Single by Jake Owen

from the album Greetings from... Jake
- Released: March 12, 2018
- Genre: Country
- Length: 3:08
- Label: Big Loud
- Songwriters: Tommy Cecil; David Ray; Jody Stevens; Craig Wiseman; John Mellencamp;
- Producer: Joey Moi

Jake Owen singles chronology
| "Good Company" (2017) | "I Was Jack (You Were Diane)" (2018) | "Down to the Honkytonk" (2018) |

= I Was Jack (You Were Diane) =

"I Was Jack (You Were Diane)" is a song recorded by American country music singer Jake Owen. It was written by David Ray, Tommy Cecil, Jody Stevens, Craig Wiseman, and John Mellencamp, with production handled by Joey Moi. It is Owen's first single from his sixth studio album Greetings from... Jake.

==Content==
The song is a tribute to John Mellencamp's 1982 single "Jack & Diane", and credits Mellencamp as a co-writer for incorporating that song's guitar riff. Rolling Stone writer Chris Parton described the song: "Owen's updated version highlights the original's impact on present-day America, while a regular Joe reminisces about falling in love to the tune years before." Owen said that he asked Mellencamp personally for permission to incorporate portions of "Jack & Diane" into the song, and recorded it after receiving Mellencamp's permission. Owen said that he wanted to record it because of the feelings of nostalgia that the lyrics evoked in him.

The song is Owen's first release on Big Loud Records, following a decade on RCA Records Nashville.
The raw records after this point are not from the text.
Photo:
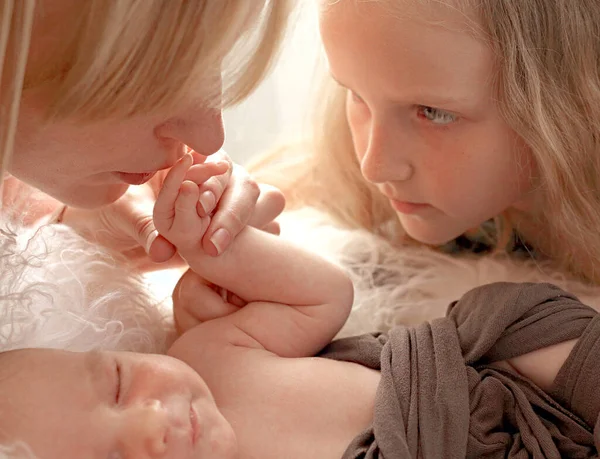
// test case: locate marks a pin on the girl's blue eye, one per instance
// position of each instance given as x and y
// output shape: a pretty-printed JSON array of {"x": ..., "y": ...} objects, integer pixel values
[{"x": 437, "y": 116}]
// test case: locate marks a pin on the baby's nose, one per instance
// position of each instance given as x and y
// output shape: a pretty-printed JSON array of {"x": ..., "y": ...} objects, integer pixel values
[{"x": 146, "y": 427}]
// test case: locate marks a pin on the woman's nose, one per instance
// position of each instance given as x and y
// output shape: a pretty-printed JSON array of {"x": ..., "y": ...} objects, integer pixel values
[
  {"x": 200, "y": 128},
  {"x": 385, "y": 159},
  {"x": 145, "y": 429}
]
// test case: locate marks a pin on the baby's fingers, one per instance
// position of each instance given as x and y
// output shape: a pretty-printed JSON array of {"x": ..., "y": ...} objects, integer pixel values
[
  {"x": 165, "y": 202},
  {"x": 188, "y": 227},
  {"x": 205, "y": 173}
]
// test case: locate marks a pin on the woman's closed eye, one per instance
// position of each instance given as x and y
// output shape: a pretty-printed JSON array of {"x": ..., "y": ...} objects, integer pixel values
[
  {"x": 356, "y": 98},
  {"x": 436, "y": 115}
]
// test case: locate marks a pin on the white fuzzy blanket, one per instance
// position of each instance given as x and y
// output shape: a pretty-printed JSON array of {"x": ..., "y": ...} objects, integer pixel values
[
  {"x": 58, "y": 290},
  {"x": 413, "y": 284}
]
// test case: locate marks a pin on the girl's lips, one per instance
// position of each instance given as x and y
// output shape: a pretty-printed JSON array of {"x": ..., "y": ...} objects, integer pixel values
[
  {"x": 135, "y": 179},
  {"x": 408, "y": 207}
]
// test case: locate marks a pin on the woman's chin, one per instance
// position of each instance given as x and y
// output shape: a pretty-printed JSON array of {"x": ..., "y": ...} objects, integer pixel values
[{"x": 93, "y": 196}]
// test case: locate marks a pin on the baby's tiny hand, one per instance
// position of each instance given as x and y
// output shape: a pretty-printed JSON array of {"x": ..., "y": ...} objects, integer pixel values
[
  {"x": 177, "y": 212},
  {"x": 195, "y": 300}
]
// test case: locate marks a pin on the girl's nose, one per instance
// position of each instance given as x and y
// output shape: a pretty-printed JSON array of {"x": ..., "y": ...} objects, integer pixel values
[{"x": 384, "y": 159}]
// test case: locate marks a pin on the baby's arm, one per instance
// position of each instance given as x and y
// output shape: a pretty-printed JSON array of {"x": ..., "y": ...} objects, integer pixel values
[
  {"x": 542, "y": 366},
  {"x": 297, "y": 301}
]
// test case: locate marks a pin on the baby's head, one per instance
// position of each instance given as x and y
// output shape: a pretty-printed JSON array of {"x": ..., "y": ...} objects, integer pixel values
[
  {"x": 460, "y": 111},
  {"x": 109, "y": 405}
]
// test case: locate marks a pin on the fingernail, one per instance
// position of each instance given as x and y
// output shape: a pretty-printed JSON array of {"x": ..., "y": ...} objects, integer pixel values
[
  {"x": 220, "y": 239},
  {"x": 150, "y": 241},
  {"x": 207, "y": 201}
]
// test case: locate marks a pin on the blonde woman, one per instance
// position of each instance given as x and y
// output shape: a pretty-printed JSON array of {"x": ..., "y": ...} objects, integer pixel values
[
  {"x": 462, "y": 125},
  {"x": 100, "y": 95}
]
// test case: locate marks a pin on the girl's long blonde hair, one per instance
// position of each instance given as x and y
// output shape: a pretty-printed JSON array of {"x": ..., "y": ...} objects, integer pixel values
[
  {"x": 130, "y": 57},
  {"x": 548, "y": 84}
]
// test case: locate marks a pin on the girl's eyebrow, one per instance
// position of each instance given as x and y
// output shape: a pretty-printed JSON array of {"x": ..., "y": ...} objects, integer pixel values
[{"x": 428, "y": 98}]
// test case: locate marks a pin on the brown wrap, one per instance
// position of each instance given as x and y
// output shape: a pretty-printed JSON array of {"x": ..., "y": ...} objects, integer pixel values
[{"x": 441, "y": 396}]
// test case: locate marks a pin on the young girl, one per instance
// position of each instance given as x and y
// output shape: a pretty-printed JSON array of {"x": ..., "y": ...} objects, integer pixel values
[
  {"x": 463, "y": 125},
  {"x": 424, "y": 392}
]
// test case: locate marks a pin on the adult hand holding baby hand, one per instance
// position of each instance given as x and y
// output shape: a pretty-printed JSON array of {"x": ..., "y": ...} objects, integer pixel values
[{"x": 127, "y": 225}]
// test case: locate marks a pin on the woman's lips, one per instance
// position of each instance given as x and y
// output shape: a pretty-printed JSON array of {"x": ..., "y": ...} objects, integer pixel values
[
  {"x": 408, "y": 207},
  {"x": 135, "y": 179},
  {"x": 194, "y": 430}
]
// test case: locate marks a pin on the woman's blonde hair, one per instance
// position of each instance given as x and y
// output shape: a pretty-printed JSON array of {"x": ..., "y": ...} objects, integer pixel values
[
  {"x": 129, "y": 57},
  {"x": 548, "y": 84}
]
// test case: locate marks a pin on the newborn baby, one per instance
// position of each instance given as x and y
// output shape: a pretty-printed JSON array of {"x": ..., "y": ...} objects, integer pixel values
[{"x": 241, "y": 379}]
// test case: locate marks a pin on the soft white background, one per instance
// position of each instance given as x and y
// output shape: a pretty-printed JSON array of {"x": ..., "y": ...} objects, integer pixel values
[{"x": 278, "y": 110}]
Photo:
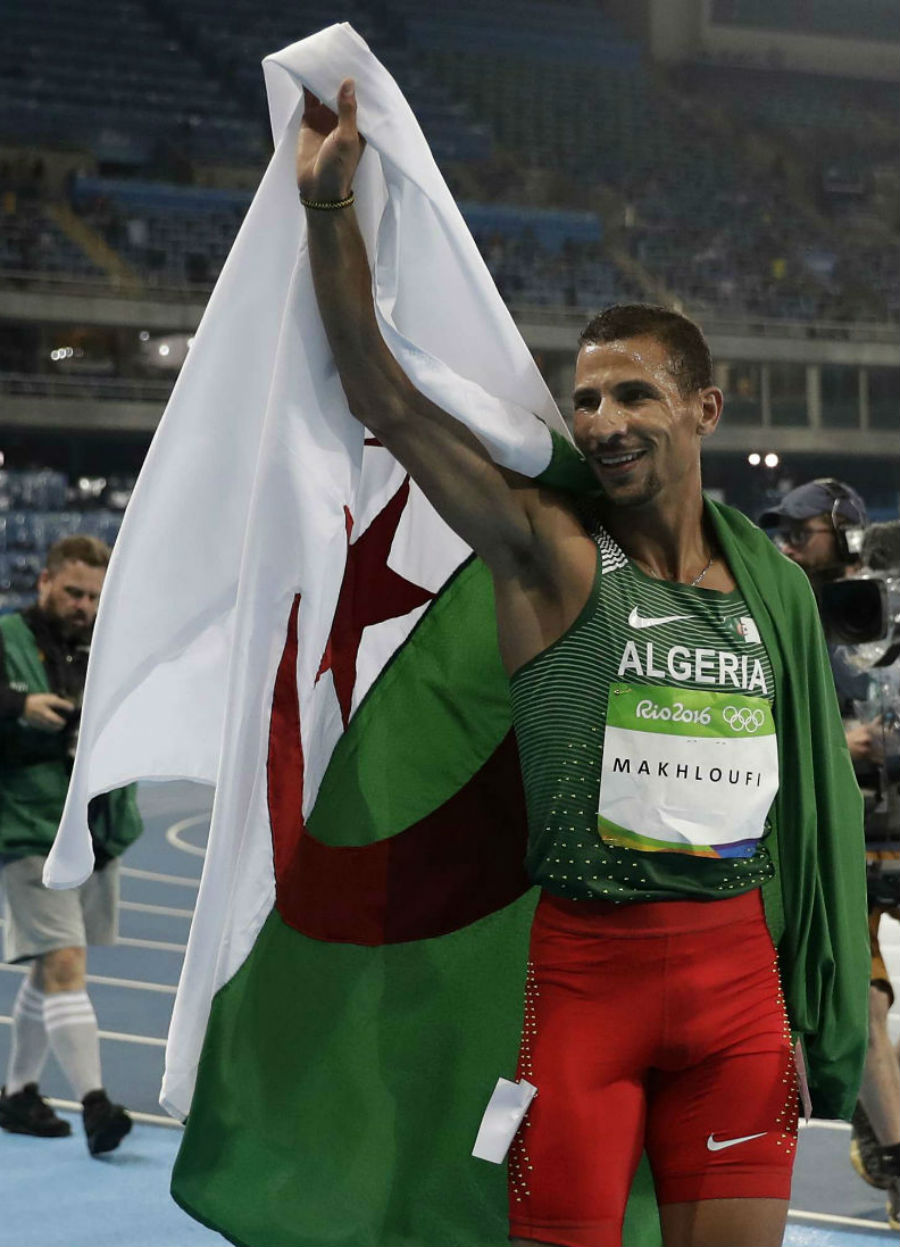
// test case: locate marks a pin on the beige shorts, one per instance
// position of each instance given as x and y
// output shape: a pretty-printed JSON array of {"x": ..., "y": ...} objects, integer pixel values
[{"x": 41, "y": 919}]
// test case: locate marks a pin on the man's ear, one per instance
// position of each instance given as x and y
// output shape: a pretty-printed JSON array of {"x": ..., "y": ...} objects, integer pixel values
[{"x": 712, "y": 400}]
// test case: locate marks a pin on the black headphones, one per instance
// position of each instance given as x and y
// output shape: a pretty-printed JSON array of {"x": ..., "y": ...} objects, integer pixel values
[{"x": 849, "y": 538}]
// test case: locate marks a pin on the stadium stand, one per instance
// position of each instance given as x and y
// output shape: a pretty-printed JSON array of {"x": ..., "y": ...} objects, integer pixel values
[
  {"x": 757, "y": 197},
  {"x": 869, "y": 19}
]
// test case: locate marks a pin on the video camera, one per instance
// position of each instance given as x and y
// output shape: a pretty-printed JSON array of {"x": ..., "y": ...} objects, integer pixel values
[{"x": 861, "y": 614}]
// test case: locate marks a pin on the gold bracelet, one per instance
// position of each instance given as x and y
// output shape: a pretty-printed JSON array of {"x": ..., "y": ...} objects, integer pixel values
[{"x": 328, "y": 205}]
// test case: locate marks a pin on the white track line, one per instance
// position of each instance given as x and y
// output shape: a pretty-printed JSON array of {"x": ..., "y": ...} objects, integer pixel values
[
  {"x": 158, "y": 944},
  {"x": 117, "y": 1035},
  {"x": 105, "y": 980},
  {"x": 138, "y": 907},
  {"x": 173, "y": 834},
  {"x": 181, "y": 879},
  {"x": 834, "y": 1220},
  {"x": 151, "y": 1119}
]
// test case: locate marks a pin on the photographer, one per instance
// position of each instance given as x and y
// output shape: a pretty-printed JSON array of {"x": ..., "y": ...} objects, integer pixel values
[
  {"x": 822, "y": 528},
  {"x": 43, "y": 666}
]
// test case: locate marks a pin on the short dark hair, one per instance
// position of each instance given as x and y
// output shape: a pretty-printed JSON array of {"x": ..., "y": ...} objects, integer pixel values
[
  {"x": 689, "y": 358},
  {"x": 77, "y": 548}
]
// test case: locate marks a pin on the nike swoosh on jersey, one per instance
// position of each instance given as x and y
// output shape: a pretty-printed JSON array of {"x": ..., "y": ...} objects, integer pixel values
[
  {"x": 636, "y": 620},
  {"x": 717, "y": 1145}
]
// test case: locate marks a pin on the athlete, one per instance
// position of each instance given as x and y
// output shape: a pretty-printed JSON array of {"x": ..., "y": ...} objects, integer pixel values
[{"x": 647, "y": 707}]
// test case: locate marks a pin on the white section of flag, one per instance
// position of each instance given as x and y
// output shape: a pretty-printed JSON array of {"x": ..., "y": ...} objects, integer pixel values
[{"x": 241, "y": 505}]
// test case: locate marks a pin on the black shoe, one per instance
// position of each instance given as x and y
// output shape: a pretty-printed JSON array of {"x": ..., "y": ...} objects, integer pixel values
[
  {"x": 28, "y": 1112},
  {"x": 106, "y": 1124},
  {"x": 865, "y": 1151}
]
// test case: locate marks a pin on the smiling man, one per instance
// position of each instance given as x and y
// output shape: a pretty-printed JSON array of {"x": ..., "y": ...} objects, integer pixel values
[{"x": 658, "y": 710}]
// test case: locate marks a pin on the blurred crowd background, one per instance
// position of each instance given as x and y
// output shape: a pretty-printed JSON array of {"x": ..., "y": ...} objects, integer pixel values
[{"x": 734, "y": 158}]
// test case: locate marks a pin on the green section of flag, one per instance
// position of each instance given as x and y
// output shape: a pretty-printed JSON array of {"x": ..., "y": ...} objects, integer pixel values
[
  {"x": 343, "y": 1086},
  {"x": 692, "y": 712},
  {"x": 431, "y": 720}
]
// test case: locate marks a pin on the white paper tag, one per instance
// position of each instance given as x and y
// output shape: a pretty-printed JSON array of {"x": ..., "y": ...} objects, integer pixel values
[{"x": 502, "y": 1119}]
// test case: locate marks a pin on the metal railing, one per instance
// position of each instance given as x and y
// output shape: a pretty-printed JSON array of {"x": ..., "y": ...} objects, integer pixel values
[{"x": 104, "y": 388}]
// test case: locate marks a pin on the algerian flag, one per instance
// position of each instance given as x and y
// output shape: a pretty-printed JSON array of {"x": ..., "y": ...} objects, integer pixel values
[{"x": 287, "y": 617}]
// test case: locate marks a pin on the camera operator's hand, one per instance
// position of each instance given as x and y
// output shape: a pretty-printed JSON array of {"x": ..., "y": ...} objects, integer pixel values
[
  {"x": 864, "y": 741},
  {"x": 46, "y": 711}
]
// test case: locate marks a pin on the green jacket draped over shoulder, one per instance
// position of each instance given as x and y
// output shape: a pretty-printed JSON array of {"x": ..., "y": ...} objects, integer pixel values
[
  {"x": 35, "y": 768},
  {"x": 815, "y": 905}
]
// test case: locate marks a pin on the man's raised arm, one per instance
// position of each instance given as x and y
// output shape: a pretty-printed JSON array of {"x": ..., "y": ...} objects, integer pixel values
[{"x": 491, "y": 509}]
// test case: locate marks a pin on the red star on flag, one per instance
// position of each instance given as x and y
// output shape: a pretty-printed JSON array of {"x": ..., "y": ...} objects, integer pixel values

==Commercial performance==
The song has sold 110,000 copies in the United States as of August 2018.

==Charts==

===Weekly charts===

| Chart (2018) | Peak position |
|---|---|
| Canada (Canadian Hot 100) | 78 |
| Canada Country (Billboard) | 1 |
| US Billboard Hot 100 | 43 |
| US Country Airplay (Billboard) | 1 |
| US Hot Country Songs (Billboard) | 7 |

===Year-end charts===

| Chart (2018) | Position |
|---|---|
| US Country Airplay (Billboard) | 12 |
| US Hot Country Songs (Billboard) | 24 |
| US Radio Songs (Billboard) | 69 |

==Certifications==

| Region | Certification | Certified units/sales |
| Canada (Music Canada) | Platinum | 80,000^{‡} |
| United States (RIAA) | Platinum | 1,000,000^{‡} |
^{‡} Sales+streaming figures based on certification alone.